The other winners of the 2024 Balzan Prize are the criminologist John Braithwaite from the Australian National University, the historian of science Lorraine Daston, Director at the Max Planck Institute for the History of Science, and the American chemist Omar Yaghi from the University of California Berkeley.
The four prize winners were announced today by the International Balzan Foundation in Milan. This year's Balzan Prizes are awarded for research areas ranging from law to the history of science and from the biology of ageing to innovative materials. The prizes are endowed with 750,000 Swiss francs each, and it is expected that the prize winners will use half of the prize money to fund research projects involving a new generation of young researchers. The award ceremony will take place on November 21 in Rome in the presence of the President of the Italian Republic.

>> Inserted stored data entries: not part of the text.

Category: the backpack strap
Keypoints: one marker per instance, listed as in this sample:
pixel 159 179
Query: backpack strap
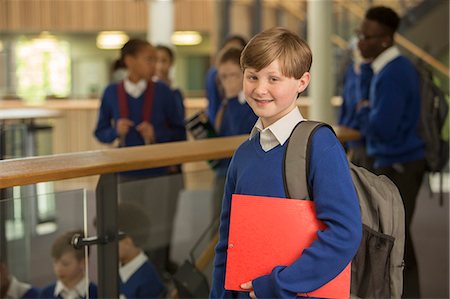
pixel 148 101
pixel 296 159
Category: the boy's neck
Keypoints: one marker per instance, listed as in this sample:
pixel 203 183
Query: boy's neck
pixel 134 78
pixel 71 284
pixel 132 254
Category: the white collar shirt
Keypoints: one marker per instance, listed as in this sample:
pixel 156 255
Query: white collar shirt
pixel 135 89
pixel 16 289
pixel 278 132
pixel 79 291
pixel 384 58
pixel 132 266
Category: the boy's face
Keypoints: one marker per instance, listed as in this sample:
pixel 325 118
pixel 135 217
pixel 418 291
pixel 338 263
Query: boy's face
pixel 68 269
pixel 371 38
pixel 142 65
pixel 230 76
pixel 271 94
pixel 163 64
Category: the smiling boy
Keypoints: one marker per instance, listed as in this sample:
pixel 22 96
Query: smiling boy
pixel 276 65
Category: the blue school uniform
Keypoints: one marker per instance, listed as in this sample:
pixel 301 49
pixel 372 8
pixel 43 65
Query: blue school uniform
pixel 166 118
pixel 356 88
pixel 238 118
pixel 254 171
pixel 390 122
pixel 139 279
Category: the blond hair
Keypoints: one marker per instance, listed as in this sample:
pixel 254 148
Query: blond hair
pixel 292 52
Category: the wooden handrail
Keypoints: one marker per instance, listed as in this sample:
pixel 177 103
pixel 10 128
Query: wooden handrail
pixel 18 172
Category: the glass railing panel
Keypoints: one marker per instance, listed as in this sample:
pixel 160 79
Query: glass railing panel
pixel 180 213
pixel 33 224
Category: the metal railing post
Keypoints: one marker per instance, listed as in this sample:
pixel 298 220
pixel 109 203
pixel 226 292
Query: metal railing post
pixel 107 253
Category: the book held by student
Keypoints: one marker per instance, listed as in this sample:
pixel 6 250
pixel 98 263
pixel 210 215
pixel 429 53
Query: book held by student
pixel 266 232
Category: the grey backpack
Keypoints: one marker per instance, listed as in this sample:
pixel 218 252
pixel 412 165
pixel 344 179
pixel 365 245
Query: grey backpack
pixel 377 268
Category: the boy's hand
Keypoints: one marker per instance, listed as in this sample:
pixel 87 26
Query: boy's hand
pixel 147 132
pixel 122 126
pixel 248 286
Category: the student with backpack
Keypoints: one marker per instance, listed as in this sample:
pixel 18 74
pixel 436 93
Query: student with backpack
pixel 276 65
pixel 389 120
pixel 138 111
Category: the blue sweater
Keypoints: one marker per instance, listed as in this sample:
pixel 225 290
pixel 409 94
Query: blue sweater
pixel 48 292
pixel 166 118
pixel 144 283
pixel 237 119
pixel 31 293
pixel 255 172
pixel 356 88
pixel 390 123
pixel 212 93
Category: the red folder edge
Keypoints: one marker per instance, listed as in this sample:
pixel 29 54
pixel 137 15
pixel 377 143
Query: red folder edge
pixel 256 222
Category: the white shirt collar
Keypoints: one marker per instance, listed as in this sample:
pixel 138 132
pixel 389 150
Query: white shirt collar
pixel 78 291
pixel 135 89
pixel 17 289
pixel 127 270
pixel 384 58
pixel 278 132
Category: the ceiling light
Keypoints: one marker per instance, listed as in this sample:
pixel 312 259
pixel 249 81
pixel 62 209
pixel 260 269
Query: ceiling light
pixel 111 39
pixel 186 38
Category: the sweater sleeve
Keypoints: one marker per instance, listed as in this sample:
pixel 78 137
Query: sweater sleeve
pixel 220 259
pixel 173 129
pixel 105 132
pixel 337 206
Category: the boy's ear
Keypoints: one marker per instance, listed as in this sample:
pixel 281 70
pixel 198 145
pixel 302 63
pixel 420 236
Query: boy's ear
pixel 303 82
pixel 127 60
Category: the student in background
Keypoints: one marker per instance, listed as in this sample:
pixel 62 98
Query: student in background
pixel 11 288
pixel 69 266
pixel 276 65
pixel 214 90
pixel 138 111
pixel 138 276
pixel 356 85
pixel 165 59
pixel 118 71
pixel 155 122
pixel 389 120
pixel 234 117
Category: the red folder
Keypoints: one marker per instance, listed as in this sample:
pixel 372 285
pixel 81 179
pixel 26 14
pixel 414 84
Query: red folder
pixel 266 232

Multi-award winning researcher
For more than thirty years, Prof. Michael N. Hall has been working at the University of Basel’s Biozentrum. Here he discovered the protein kinase “Target of Rapamycin”, TOR for short, in the early 1990s. This protein controls cell growth and size by activation or inactivation of different signaling pathways. Dysregulation of the large TOR signaling network is involved in ageing processes and diseases such as cancer and diabetes.

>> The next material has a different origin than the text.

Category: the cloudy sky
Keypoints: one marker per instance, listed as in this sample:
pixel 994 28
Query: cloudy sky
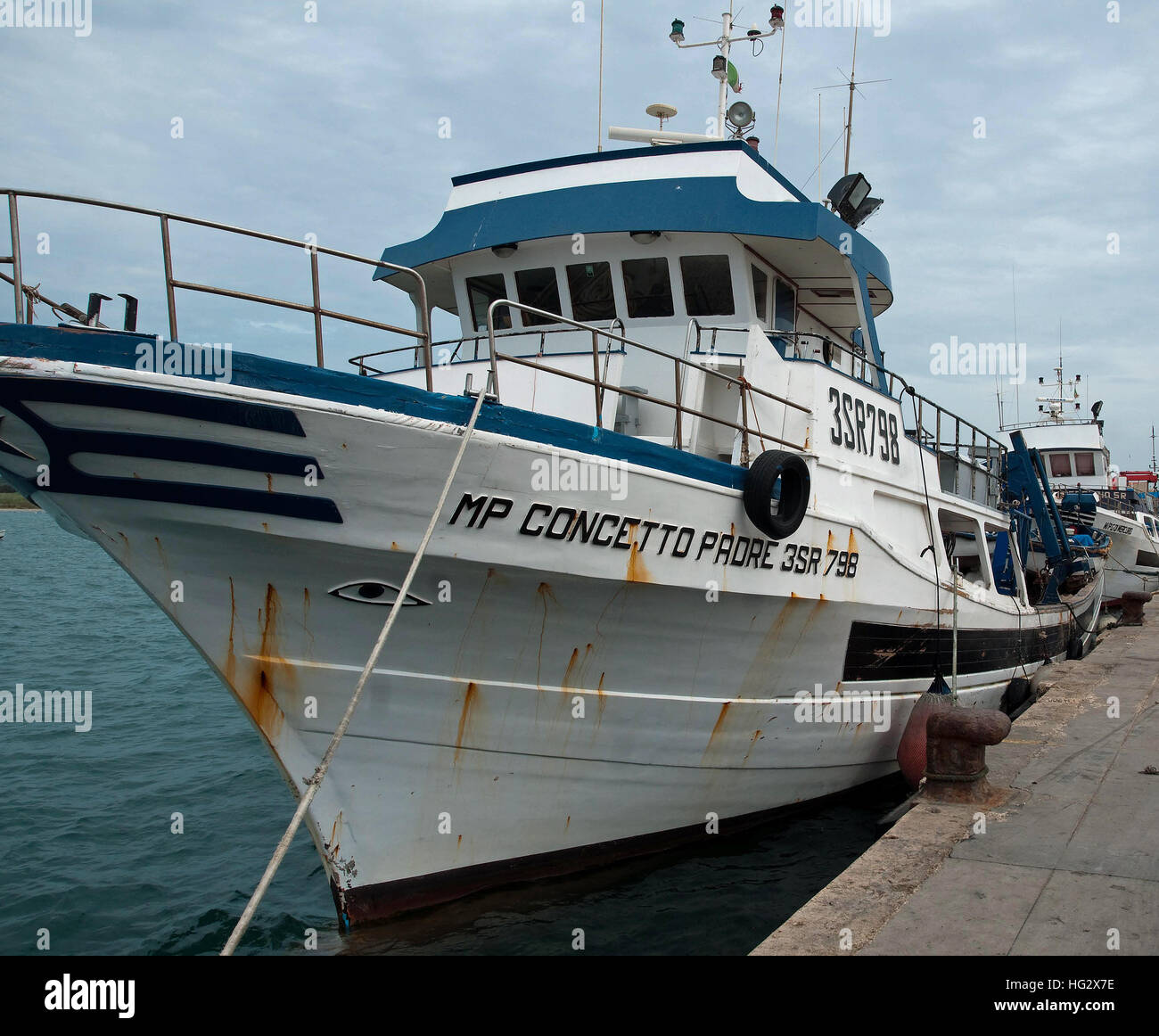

Over the years, Hall has constantly added important pieces to the puzzle, unravelling our understanding of the enigmatic TOR. For instance, he demonstrated that TOR is found in two structurally and functionally distinct multiprotein complexes, which explained the different effects of TOR signaling in the cell. The work of Hall has led to a fundamental change in how one thinks of cell growth and ageing, and has provided important information for the development of anti-cancer drugs.
The 71-year-old Michael N. Hall was born in Puerto Rico and grew up in Venezuela and Peru. He received his PhD from Harvard University and was postdoctoral fellow at the Pasteur Institute in Paris and the University of California, San Francisco. In 1987, Hall joined the Biozentrum of the University of Basel as an assistant professor. Here, he has been working and teaching as a Professor of Biochemistry since 1992. He is also research group leader at the Institute of Human Biology in Basel, which was founded by Roche in 2023.

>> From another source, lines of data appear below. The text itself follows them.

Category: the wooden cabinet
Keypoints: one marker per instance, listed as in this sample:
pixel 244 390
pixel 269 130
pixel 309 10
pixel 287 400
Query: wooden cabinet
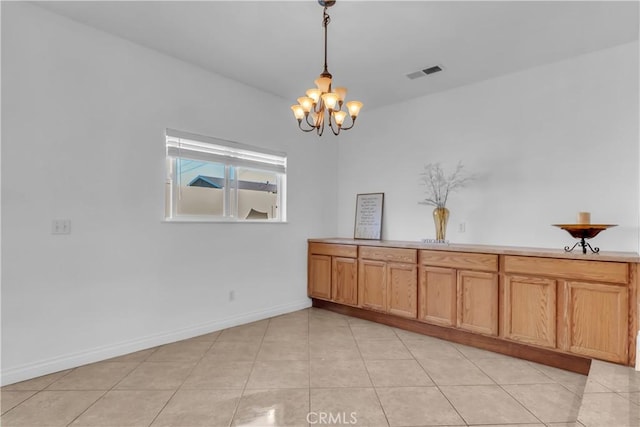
pixel 530 309
pixel 386 282
pixel 402 289
pixel 372 284
pixel 596 320
pixel 520 301
pixel 581 307
pixel 478 302
pixel 344 280
pixel 333 273
pixel 437 296
pixel 453 293
pixel 319 284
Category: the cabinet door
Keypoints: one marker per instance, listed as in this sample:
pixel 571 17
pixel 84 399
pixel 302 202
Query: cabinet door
pixel 372 284
pixel 345 280
pixel 437 295
pixel 530 310
pixel 596 320
pixel 319 282
pixel 402 289
pixel 478 302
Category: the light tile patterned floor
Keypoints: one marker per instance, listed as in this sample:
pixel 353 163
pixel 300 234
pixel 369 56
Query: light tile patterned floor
pixel 314 367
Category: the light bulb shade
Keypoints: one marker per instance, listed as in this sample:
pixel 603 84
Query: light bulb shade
pixel 330 100
pixel 354 108
pixel 298 112
pixel 339 117
pixel 314 94
pixel 323 83
pixel 306 103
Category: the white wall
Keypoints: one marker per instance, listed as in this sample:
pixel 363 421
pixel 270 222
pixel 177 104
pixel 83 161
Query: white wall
pixel 83 120
pixel 546 142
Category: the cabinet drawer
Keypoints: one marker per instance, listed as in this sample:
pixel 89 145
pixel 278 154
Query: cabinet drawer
pixel 409 256
pixel 347 251
pixel 600 271
pixel 459 260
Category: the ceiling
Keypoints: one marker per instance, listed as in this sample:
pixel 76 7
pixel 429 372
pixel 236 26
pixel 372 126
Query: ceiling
pixel 277 46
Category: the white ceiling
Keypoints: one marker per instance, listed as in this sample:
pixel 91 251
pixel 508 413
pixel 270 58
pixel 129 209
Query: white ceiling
pixel 277 46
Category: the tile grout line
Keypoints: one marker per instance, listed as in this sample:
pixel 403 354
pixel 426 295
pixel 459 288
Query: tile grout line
pixel 36 392
pixel 434 382
pixel 253 366
pixel 509 394
pixel 110 389
pixel 375 390
pixel 184 380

For his pioneering research Hall has received numerous prestigious prizes, including the Louis-Jeantet Prize for Medicine (2009), the Marcel Benoist Prize for Sciences or Humanities (2012), the Breakthrough Prize in Life Sciences (2014), the Canada Gairdner International Award (2015), the Lasker Award (2017) and the Sjöberg Prize (2020). In 2014, he was elected as a member of the US National Academy of Sciences. In 2021, he received an honorary doctorate from the Hebrew University of Jerusalem.
Hall is the second researcher from the University of Basel to receive a Balzan Prize. The developmental biologist Prof. Walter Gehring, also from the Biozentrum, was awarded the prize in 2002.